Understanding the relationship between tuberculosis and the risk factors of tuberculosis is vital to be able to address them. Even though tuberculosis is curable and preventable, it remains a public threat, especially in low- and middle-income countries. There are more cases of men infected with tuberculosis compared to women.

Methods:

This study determines the risk factors that influence TB infection among adult men in South Africa. The Generalized Additive Mixed Models that incorporate a nonparametric smooth additive function were used to analyze the 2016 South African Demographic Health Survey. The Generalized Additive Model and Generalized Additive Mixed Model were compared to find the most suitable model.

Results:

The finding reveals that the significant determinates associated with tuberculosis were: region, primary education compared to secondary, race, health, weight, and wealth index, which were modeled parametrically.
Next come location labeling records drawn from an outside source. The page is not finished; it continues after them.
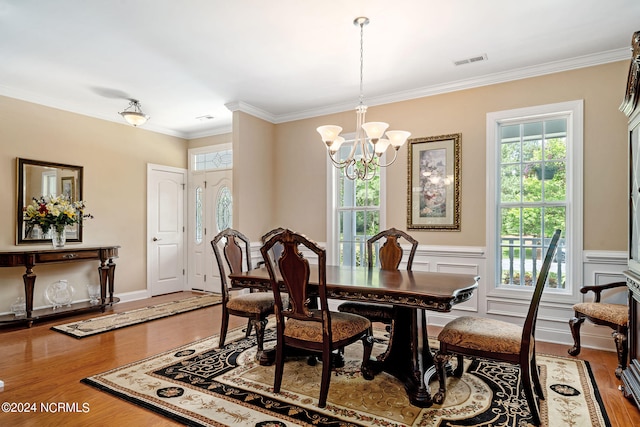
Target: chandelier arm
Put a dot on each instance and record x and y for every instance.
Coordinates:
(340, 163)
(395, 156)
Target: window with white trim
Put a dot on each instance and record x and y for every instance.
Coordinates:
(355, 213)
(534, 164)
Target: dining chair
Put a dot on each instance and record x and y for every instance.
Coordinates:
(389, 258)
(276, 251)
(615, 316)
(255, 306)
(300, 326)
(498, 340)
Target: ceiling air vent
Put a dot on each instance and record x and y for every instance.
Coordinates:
(473, 59)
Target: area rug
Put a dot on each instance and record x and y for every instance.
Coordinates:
(98, 325)
(200, 385)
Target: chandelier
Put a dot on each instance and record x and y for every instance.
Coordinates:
(133, 113)
(369, 145)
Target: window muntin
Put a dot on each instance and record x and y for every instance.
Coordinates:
(213, 160)
(531, 199)
(357, 213)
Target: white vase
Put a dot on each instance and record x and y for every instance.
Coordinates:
(58, 238)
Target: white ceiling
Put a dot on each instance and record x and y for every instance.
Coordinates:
(287, 59)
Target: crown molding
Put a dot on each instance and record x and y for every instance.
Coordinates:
(489, 79)
(250, 109)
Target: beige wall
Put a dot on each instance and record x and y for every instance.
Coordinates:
(301, 162)
(280, 170)
(253, 171)
(114, 157)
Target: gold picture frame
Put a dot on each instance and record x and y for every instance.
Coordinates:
(433, 199)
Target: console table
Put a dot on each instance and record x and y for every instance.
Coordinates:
(30, 258)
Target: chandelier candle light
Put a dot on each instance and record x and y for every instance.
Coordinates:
(369, 145)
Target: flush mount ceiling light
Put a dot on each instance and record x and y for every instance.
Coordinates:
(369, 145)
(133, 113)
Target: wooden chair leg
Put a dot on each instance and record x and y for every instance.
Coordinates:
(620, 338)
(526, 374)
(248, 331)
(223, 328)
(259, 325)
(441, 360)
(574, 324)
(460, 368)
(277, 379)
(536, 378)
(325, 380)
(367, 371)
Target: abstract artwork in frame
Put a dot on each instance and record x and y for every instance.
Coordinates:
(433, 200)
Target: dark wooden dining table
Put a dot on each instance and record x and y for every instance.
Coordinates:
(410, 292)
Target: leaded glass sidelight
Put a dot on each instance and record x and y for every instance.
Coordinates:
(224, 209)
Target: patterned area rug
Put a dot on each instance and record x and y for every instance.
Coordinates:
(98, 325)
(200, 385)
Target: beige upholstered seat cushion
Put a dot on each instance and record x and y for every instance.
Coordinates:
(256, 302)
(612, 313)
(478, 333)
(343, 325)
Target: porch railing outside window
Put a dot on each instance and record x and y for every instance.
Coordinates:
(526, 255)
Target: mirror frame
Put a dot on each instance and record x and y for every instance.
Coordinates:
(20, 238)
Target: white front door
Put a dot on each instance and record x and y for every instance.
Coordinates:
(165, 229)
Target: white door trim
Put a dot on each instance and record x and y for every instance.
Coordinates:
(162, 168)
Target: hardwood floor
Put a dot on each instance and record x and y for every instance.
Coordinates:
(43, 367)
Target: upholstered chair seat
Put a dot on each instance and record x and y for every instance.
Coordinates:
(303, 325)
(483, 334)
(389, 257)
(498, 340)
(615, 316)
(255, 306)
(257, 303)
(343, 326)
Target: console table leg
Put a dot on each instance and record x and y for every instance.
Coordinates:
(110, 277)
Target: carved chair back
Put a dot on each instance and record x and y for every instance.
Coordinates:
(236, 250)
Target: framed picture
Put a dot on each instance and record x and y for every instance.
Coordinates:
(433, 200)
(68, 189)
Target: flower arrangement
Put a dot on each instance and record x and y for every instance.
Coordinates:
(54, 212)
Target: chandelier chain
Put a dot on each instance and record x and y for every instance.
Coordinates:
(361, 61)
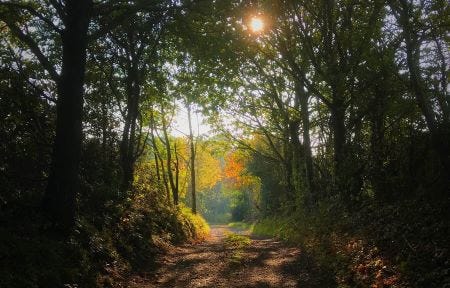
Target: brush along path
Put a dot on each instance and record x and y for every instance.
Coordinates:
(229, 259)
The conclusion is that only the interaction effect of age and number of times away from home were significant in variables modeled non-parametrically.

Conclusion:

In conclusion, the South African government needs to intervene on men living in Western Cape, Eastern Cape, Northern Cape, Free State, and men with poor health - to reduce South Africa’s infections. The government should also implement programs that will teach and discourage lower body mass index. Thus, targeting the factors that have a positive significant effect among adult men can help to reduce the risk of having tuberculosis.

Keywords: Tuberculosis, Semi-parametric models, Risk factors among men, Organs, Lungs, Brain.